Note No.: 36 - Capital Management
a) Risk Management
The capital includes issued equity capital, share premium and all other equity reserves attributable to the equity holders of the company. The primary objective of the company's capital management is to maintain optimum capital structure to reduce cost of capital and to maximize the shareholder value.
The company manages its capital structure and makes adjustments in light of changes in economic conditions and the requirements of the financial covenants which otherwise would permit the banks to immediately call loans and borrowings. In order to maintain or adjust the capital structure, the company may adjust the dividend payment to shareholders, return capital to shareholders or issue new shares.
b) Loan Covenants:
In order to achieve this overall objective, the Company's capital management, amongst other things, aims to ensure that it meets financial covenants attached to the interest bearing loans and borrowing that define capital structure requirements. The company has compiled with these covenants and there have been no breaches in the financial covenants of any interest - bearing loans and borrowings.
No changes were made in the objectives, policies or processes for managing capital during the year ended 31st March 2024 and 31st March, 2023.
a. The Company have used the borrowings from banks for the specific purpose for which they were taken from banks.
b. The Company has not been declared willful defaulter by bank or financial institution or any other lender during the year.

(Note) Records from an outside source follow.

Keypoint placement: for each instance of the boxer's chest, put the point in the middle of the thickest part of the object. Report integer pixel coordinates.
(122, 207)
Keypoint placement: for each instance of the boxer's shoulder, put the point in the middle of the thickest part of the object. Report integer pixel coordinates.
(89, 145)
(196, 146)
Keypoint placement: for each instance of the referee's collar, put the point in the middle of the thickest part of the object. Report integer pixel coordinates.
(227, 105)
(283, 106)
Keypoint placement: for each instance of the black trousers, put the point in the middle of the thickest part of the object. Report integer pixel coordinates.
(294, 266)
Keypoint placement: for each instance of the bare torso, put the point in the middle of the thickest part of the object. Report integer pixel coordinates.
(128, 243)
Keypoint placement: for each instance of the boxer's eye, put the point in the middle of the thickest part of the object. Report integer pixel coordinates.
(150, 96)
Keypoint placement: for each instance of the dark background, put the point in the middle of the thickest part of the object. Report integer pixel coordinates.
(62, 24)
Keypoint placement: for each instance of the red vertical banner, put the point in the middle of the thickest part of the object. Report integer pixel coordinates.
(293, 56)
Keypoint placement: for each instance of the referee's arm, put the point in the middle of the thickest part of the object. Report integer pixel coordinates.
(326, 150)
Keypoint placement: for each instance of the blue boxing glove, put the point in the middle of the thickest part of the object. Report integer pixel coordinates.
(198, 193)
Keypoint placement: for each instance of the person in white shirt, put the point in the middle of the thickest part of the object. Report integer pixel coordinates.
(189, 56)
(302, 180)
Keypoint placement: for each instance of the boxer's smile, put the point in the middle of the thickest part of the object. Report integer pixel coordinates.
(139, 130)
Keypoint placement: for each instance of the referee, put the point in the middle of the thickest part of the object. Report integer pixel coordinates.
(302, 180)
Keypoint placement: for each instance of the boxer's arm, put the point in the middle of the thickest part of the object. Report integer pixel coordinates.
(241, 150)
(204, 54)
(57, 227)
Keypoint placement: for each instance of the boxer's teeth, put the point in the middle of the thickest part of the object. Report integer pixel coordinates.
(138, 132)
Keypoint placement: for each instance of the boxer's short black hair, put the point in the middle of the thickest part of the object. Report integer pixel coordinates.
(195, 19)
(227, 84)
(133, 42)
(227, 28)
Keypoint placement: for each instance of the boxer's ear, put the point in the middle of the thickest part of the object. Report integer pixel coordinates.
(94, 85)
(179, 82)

c. The company does not have any transactions or balances with the companies struck off under section 248 of the Companies Act, 2013 or section 560 of Companies Act, 1956 during the year and previous year.
d. During the year, there are no instances of any registration, modification or satisfaction of charges which are pending for registration with Registrar of Companies beyond the statutory period.
e. The Company have no layer of companies, Company is in compliance with the relevant provisions of the Companies Act,2013 with respect to the number of layers prescribed under clause (87) of section 2 of the Companies Act, 2013 read with the Companies (Restriction on number of layers) Rules, 2017
Note No. 38
The previous year figures have been reworked, regrouped, rearranged and reclassified wherever necessary. The figures are rounded off to nearest rupee in lakhs up to two decimals.